Essential Statistical Concepts and Probability Methods
Posted by Anonymous and classified in Mathematics
Written on in
English with a size of 947.38 KB
Common Statistical Biases
- Sampling bias: The sample was not representative of the population.
- Non-response bias: Only 24% returned surveys.
Sampling Techniques
- Simple Random Sampling (SRS): 1) Every member of the population has the same chance of being included (representative). 2) Members are chosen independently.
- Random Cluster Sampling: 1) Divide into smaller geographical sectors. 2) Take an SRS of sectors. 3) Count all samples in sectors and scale appropriately.
- Stratified Random Sampling: 1) Divide population into groups based on criteria like age or income. 2) Perform an SRS of each group and scale appropriately.
Data Variables and Distributions
- Variable Types: Categorical and Numeric (discrete and continuous).
- Relative frequency: Count / sample size.
- Skewed to right: The tail is longer on the right.
- Bimodal distribution: Known as "twin towers."
- Robustness: Data is relatively unaffected by changes in a small portion of the dataset.
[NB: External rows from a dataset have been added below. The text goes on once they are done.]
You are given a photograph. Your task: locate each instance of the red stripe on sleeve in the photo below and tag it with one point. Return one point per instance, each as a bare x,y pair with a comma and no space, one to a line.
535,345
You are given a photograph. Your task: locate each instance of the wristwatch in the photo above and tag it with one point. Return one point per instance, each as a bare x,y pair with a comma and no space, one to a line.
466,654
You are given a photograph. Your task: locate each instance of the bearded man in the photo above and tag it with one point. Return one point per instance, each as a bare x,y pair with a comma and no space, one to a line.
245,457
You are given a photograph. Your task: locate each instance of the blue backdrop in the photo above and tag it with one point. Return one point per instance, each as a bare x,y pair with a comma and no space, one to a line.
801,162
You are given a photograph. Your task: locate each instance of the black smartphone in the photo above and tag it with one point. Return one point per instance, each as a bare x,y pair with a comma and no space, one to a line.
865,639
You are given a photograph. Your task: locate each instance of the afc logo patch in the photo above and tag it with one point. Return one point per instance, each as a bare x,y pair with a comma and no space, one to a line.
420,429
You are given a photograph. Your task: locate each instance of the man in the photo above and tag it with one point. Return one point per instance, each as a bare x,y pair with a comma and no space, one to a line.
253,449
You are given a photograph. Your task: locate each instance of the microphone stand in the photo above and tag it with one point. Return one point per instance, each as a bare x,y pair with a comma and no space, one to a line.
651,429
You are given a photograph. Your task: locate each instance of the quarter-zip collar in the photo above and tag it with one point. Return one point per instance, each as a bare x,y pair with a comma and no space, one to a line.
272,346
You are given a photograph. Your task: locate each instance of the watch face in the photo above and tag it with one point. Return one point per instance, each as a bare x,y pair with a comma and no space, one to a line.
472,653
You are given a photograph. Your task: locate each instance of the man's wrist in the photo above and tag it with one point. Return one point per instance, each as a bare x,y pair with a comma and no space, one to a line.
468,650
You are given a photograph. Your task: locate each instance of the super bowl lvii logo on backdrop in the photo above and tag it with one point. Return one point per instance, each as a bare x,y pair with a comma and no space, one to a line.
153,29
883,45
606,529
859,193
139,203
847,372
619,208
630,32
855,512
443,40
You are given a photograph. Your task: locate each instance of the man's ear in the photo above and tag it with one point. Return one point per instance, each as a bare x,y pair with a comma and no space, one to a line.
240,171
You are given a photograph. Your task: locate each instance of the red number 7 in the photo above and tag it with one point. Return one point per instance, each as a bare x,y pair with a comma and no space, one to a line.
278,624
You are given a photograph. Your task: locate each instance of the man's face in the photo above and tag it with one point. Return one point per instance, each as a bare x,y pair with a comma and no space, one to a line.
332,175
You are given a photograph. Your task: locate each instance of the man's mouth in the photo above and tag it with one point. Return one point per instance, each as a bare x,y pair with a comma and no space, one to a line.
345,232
The median and IQR are robust; the mean and range are not.
- IQR: Q3 - Q1.
- Outliers: Lower fence = Q1 - (1.5 x IQR).
Probability Rules
- Complement: Probability of an event not happening is 1 - the probability that it does happen.
- Addition rule: Pr(E1 or E2) = Pr(E1) + Pr(E2) - Pr(E1 and E1 and E2).
- Disjoint: Means no overlap.
- Conditional probability: Pr(E2|E1) = Pr(E2 and E1) / Pr(E1).
- Multiplication rule: Pr(E1 and E2) = Pr(E1) x Pr(E2|E1).
- Independence: Events E1 and E2 are independent if Pr(E1 and E2) = Pr(E1) x Pr(E2). Two events are independent if knowing that one event occurred does not change the probability of the other event occurring.
Statistical Analysis and Binomial Examples
Note: There is not enough information in a boxplot to determine standard deviation (SD).
Example: Assume 14% of men are colorblind, SRS for 10 men:
- Exactly one of 10 men is colorblind: 10 * (0.14^1) * (0.86^9)
- One or two of 10 men are colorblind: P(x=1 or x=2) = P(x=1) + P(x=2). P(x=2) = 10 choose 2 * (0.14^2) * (0.86^8) = 0.2639. Total = 0.3603 + 0.2639.
- One or more of 10 men are colorblind: P(x>1) = 1 - P(x=0). P(x=0) = 1 - (0.86^10) * (0.14^0).
Standard Error and CLT
Formula: SE = s / sqrt(n)
Impact of Distribution: Using z-scores to calculate probability relies on the assumption that the distribution being observed is normally distributed. However, when looking at the distribution of the sampling mean rather than individual sample distributions, the Central Limit Theorem (CLT) applies. As sample size increases, the sampling mean approaches a normal distribution regardless of the population distribution. In this case, a sample size of n=100 is large enough.
Confidence Intervals: The 95% confidence interval shows that if many samples were taken and a 95% CI was calculated for each, then around 95% of these intervals should contain the true population mean. Therefore, individual measurements in one SRS do not confirm or deny the correctness of the interval.